En scrutant les multiples versions des Archives municipales,
je suis allé de surprise en surprise. L'acte original
, ou seulement des copies authentiques, ont tous disparu. Les
lettres sont seulement résumées sous des formes
différentes ; leur date varie sans cesse dans les
références des registres municipaux ou chez les
premiers historiens de la ville. En 1616 est évoquée
une confirmation du 29 décembre 1442 qui demeure tout
aussi introuvable.
Trois inventaires des archives municipales ont été
dressés sous l'Ancien Régime. Les deux premiers
ne citent pas d'acte antérieur à 1616. Seul le
classement du XVIIIe siècle fait une vague allusion à
une décision royale antérieure à 1437.
Un extrait est soumis en 1759 au procureur général
du Parlement de Paris, Joly de Fleury, qui le qualifie de copie
informe et sans valeur ( B.N.F., coll.
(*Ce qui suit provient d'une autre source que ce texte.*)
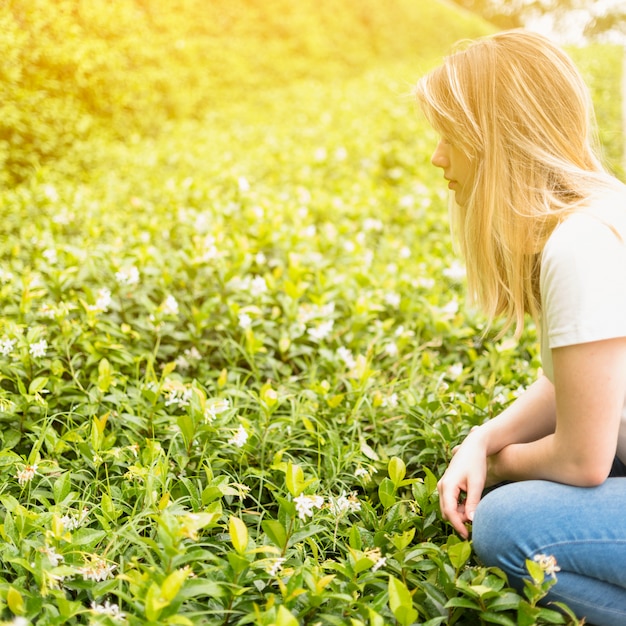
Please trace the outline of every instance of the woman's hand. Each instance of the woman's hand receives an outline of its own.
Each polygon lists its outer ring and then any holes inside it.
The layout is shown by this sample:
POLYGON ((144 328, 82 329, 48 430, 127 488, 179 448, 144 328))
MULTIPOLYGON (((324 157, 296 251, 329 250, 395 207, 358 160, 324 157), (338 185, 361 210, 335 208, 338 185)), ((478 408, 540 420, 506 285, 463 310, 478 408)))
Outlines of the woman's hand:
POLYGON ((453 450, 450 465, 437 484, 441 514, 464 539, 469 536, 465 524, 472 521, 484 487, 492 482, 486 443, 479 429, 472 429, 453 450))

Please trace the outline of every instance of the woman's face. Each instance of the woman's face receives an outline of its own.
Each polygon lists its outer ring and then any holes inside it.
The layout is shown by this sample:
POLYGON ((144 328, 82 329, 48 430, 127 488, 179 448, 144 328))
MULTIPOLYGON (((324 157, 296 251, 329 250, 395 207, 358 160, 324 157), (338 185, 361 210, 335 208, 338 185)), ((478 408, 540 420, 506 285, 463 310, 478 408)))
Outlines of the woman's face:
POLYGON ((430 162, 443 170, 443 177, 448 181, 448 189, 454 191, 457 204, 465 206, 473 184, 473 167, 469 157, 456 146, 441 139, 430 162))

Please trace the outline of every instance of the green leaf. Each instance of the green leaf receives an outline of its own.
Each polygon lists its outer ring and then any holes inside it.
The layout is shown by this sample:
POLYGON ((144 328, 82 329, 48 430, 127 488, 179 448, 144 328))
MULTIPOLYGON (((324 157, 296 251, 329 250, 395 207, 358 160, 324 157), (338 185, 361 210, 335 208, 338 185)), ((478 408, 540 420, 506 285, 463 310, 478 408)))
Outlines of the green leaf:
POLYGON ((380 503, 388 509, 390 506, 393 506, 396 502, 396 486, 393 481, 389 478, 383 478, 380 481, 380 485, 378 485, 378 497, 380 498, 380 503))
POLYGON ((278 520, 263 520, 261 527, 270 541, 281 550, 287 546, 287 530, 278 520))
POLYGON ((37 378, 34 378, 28 386, 28 394, 34 396, 39 393, 46 386, 47 382, 48 378, 46 376, 37 376, 37 378))
POLYGON ((7 605, 14 615, 24 615, 24 598, 15 587, 9 587, 7 591, 7 605))
POLYGON ((406 585, 389 576, 389 608, 400 624, 408 626, 417 619, 417 611, 413 608, 413 599, 406 585))
POLYGON ((278 607, 276 614, 276 626, 299 626, 300 622, 294 617, 293 613, 283 604, 278 607))
POLYGON ((389 465, 387 466, 387 472, 389 473, 389 478, 391 478, 391 481, 397 489, 404 480, 404 477, 406 476, 406 465, 404 464, 404 461, 402 459, 394 456, 389 461, 389 465))
POLYGON ((238 554, 245 554, 248 549, 248 528, 238 517, 231 516, 228 520, 228 532, 233 548, 238 554))
POLYGON ((304 483, 304 472, 299 465, 291 463, 287 464, 287 470, 285 471, 285 482, 287 484, 287 490, 294 497, 297 498, 306 487, 304 483))
POLYGON ((458 572, 468 561, 472 554, 472 546, 469 541, 460 541, 448 547, 448 557, 458 572))
POLYGON ((106 358, 100 359, 98 363, 98 389, 106 393, 113 382, 111 364, 106 358))

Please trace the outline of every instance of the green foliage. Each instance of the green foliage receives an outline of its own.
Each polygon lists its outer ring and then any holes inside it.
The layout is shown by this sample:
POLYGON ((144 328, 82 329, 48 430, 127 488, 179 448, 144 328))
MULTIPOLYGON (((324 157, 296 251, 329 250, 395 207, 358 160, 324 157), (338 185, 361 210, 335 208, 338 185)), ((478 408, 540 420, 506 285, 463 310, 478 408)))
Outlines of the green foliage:
POLYGON ((420 70, 97 134, 2 193, 0 620, 576 623, 439 517, 539 361, 463 303, 420 70))
MULTIPOLYGON (((154 135, 168 119, 202 119, 301 78, 416 62, 480 32, 478 18, 425 0, 385 11, 375 0, 6 0, 0 184, 63 166, 100 135, 154 135)), ((80 157, 94 165, 88 150, 80 157)))

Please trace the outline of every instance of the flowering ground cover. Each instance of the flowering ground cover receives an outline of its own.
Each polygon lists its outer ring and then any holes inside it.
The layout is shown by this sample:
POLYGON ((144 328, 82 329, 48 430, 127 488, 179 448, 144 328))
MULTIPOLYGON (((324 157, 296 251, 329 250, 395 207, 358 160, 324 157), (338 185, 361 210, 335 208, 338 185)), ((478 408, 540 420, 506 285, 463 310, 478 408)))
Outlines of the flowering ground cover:
POLYGON ((2 191, 4 623, 568 623, 537 606, 549 555, 515 593, 438 514, 539 361, 465 303, 422 69, 259 90, 2 191))
POLYGON ((410 79, 3 194, 8 623, 558 623, 541 568, 519 596, 438 517, 451 447, 538 361, 464 304, 410 79))

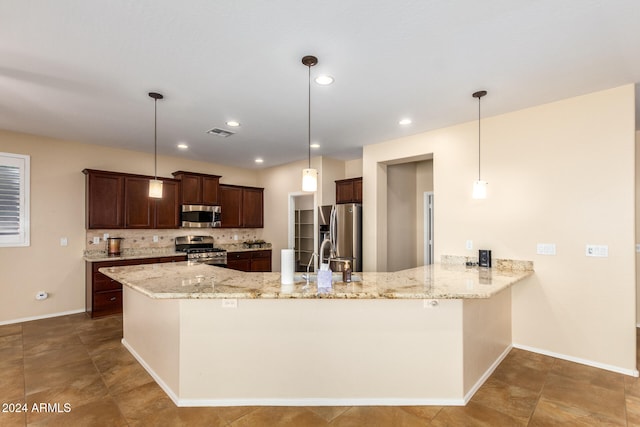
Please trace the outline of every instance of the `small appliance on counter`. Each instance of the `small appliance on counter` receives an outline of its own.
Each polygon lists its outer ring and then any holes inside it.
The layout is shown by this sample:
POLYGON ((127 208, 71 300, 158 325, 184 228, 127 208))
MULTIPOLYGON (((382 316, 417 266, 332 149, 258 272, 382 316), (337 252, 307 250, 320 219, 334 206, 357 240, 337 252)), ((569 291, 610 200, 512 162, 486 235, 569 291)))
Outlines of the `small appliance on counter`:
POLYGON ((242 246, 245 249, 264 248, 267 246, 267 242, 264 240, 247 240, 246 242, 242 242, 242 246))
POLYGON ((118 256, 120 255, 120 242, 124 240, 124 237, 107 237, 107 255, 118 256))
POLYGON ((176 251, 185 252, 187 261, 195 261, 216 267, 227 266, 227 251, 216 248, 211 236, 176 237, 176 251))
POLYGON ((478 265, 480 267, 491 267, 491 251, 487 249, 478 251, 478 265))

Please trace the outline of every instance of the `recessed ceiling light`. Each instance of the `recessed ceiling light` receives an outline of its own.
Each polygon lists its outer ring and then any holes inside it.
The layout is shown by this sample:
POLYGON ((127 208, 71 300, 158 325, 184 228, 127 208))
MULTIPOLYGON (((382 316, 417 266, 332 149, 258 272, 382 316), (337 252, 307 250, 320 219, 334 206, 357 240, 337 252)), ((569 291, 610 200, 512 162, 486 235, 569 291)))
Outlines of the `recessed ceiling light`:
POLYGON ((402 119, 398 122, 399 125, 410 125, 411 119, 402 119))
POLYGON ((178 148, 181 150, 186 150, 187 148, 189 148, 189 146, 184 142, 181 142, 180 144, 178 144, 178 148))
POLYGON ((314 142, 309 147, 311 147, 311 148, 320 148, 320 144, 318 144, 317 142, 314 142))
POLYGON ((240 126, 240 122, 237 122, 235 120, 229 120, 227 122, 227 126, 231 126, 233 128, 237 128, 238 126, 240 126))
POLYGON ((322 86, 330 85, 331 83, 333 83, 333 77, 325 74, 316 77, 315 82, 322 86))
POLYGON ((264 160, 262 160, 260 157, 258 157, 258 158, 256 159, 256 163, 264 163, 264 160))

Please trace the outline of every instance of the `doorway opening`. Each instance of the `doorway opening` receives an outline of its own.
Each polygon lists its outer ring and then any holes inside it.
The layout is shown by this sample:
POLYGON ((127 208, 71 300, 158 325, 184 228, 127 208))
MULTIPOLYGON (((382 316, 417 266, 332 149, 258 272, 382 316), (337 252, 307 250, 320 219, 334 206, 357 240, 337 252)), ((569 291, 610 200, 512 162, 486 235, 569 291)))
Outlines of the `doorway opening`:
MULTIPOLYGON (((294 250, 295 271, 307 271, 316 245, 315 224, 315 194, 289 194, 288 247, 294 250)), ((315 271, 315 266, 311 265, 310 270, 315 271)))

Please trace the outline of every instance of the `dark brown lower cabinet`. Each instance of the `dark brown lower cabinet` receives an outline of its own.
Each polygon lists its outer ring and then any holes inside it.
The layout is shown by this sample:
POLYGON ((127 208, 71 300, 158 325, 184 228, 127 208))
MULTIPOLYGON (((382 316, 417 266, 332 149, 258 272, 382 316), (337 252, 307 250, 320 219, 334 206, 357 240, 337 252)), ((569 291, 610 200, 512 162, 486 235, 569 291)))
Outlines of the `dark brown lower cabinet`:
POLYGON ((227 268, 240 271, 270 272, 271 250, 227 252, 227 268))
POLYGON ((156 264, 162 262, 186 261, 186 255, 139 258, 127 260, 99 261, 85 264, 86 270, 86 312, 91 317, 122 313, 122 285, 100 273, 103 267, 125 265, 156 264))

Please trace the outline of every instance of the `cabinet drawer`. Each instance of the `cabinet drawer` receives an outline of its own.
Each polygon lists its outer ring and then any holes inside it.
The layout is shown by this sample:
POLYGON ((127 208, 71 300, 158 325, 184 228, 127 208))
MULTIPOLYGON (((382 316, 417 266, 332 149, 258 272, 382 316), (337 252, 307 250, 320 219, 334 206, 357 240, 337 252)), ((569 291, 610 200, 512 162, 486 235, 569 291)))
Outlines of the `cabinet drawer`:
POLYGON ((227 261, 234 259, 251 259, 251 252, 227 252, 227 261))
POLYGON ((271 251, 255 251, 251 255, 252 258, 271 258, 271 251))
POLYGON ((93 275, 93 292, 113 291, 121 290, 122 285, 102 273, 95 273, 93 275))
POLYGON ((95 311, 122 310, 122 291, 96 292, 93 294, 93 309, 95 311))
Joly de Fleury, n° 360 ).
Enfin, si l'on prend le soin de vérifier où
était Charles VII aux dates évoquées, il
n'est jamais à Montreuil, même s'il séjourne
à Saumur de septembre 1443 à février 1444.
Faut-il conclure à une invention pure et simple ?
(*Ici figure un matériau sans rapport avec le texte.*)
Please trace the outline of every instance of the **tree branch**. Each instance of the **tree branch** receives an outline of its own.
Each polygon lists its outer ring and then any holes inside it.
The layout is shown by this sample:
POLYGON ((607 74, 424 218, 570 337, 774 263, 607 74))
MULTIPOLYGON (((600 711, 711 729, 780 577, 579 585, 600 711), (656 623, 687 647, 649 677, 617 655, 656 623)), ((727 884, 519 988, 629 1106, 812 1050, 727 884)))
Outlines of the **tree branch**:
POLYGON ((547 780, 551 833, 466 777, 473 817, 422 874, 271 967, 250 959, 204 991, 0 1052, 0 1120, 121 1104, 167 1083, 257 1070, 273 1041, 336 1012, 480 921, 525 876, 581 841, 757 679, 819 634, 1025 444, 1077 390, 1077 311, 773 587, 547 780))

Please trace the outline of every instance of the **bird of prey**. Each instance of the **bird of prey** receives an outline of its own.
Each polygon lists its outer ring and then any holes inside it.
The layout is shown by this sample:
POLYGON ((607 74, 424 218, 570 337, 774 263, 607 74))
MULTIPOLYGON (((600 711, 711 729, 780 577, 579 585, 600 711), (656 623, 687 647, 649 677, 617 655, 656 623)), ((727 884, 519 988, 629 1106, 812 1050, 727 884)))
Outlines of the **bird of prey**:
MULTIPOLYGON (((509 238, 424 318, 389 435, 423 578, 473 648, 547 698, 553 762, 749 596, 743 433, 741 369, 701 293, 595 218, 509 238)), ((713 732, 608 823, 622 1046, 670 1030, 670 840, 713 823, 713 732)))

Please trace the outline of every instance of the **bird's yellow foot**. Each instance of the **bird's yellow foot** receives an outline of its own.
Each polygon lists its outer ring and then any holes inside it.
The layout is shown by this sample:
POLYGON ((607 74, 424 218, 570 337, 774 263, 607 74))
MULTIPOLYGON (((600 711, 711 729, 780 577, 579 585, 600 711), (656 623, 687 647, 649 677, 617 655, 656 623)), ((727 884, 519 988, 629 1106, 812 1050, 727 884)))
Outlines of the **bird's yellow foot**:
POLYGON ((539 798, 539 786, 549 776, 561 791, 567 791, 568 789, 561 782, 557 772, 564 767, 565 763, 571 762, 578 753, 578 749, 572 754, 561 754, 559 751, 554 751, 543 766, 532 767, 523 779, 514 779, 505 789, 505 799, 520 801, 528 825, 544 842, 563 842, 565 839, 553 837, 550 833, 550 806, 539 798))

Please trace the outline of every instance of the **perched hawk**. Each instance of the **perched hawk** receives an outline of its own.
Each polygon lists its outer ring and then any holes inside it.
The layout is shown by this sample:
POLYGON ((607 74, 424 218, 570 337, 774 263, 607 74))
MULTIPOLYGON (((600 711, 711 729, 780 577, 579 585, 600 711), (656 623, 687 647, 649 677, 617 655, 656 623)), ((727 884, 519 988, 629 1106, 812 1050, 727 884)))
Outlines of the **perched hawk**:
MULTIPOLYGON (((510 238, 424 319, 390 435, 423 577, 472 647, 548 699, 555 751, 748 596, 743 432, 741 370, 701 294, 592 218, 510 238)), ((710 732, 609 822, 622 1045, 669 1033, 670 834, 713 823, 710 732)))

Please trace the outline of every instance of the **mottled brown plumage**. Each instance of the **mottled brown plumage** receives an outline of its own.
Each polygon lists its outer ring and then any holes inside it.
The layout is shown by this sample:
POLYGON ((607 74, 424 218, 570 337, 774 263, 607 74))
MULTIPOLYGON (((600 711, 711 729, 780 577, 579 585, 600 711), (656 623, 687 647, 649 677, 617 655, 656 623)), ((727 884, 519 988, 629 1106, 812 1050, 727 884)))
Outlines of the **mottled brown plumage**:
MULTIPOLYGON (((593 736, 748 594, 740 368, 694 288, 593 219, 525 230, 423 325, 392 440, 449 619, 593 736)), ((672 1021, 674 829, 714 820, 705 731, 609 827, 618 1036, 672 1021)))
Ou plutôt à un acte peu significatif qui a été
déformé par la suite selon les besoins de
la cause ? D'après la version de Bernard de Haumont,
les Saumurois se plaignent auprès de Charles VII de leurs
receveurs. « Ensuite de quoy le Roy commet les eslus
aveq quelques notables bourgeois pour examiner les comptes des
receveurs des deniers publics et leur done pouvoir de les contraindre... ».
Ce serait tout, mais cela annoncerait les décisions de
1466. Le juriste ajoute que les Saumurois reçoivent le
droit de tenir des Assemblées générales
des Habitants. Je doute de cette partie de son texte ; en tout
cas, cette faveur fut sans lendemain.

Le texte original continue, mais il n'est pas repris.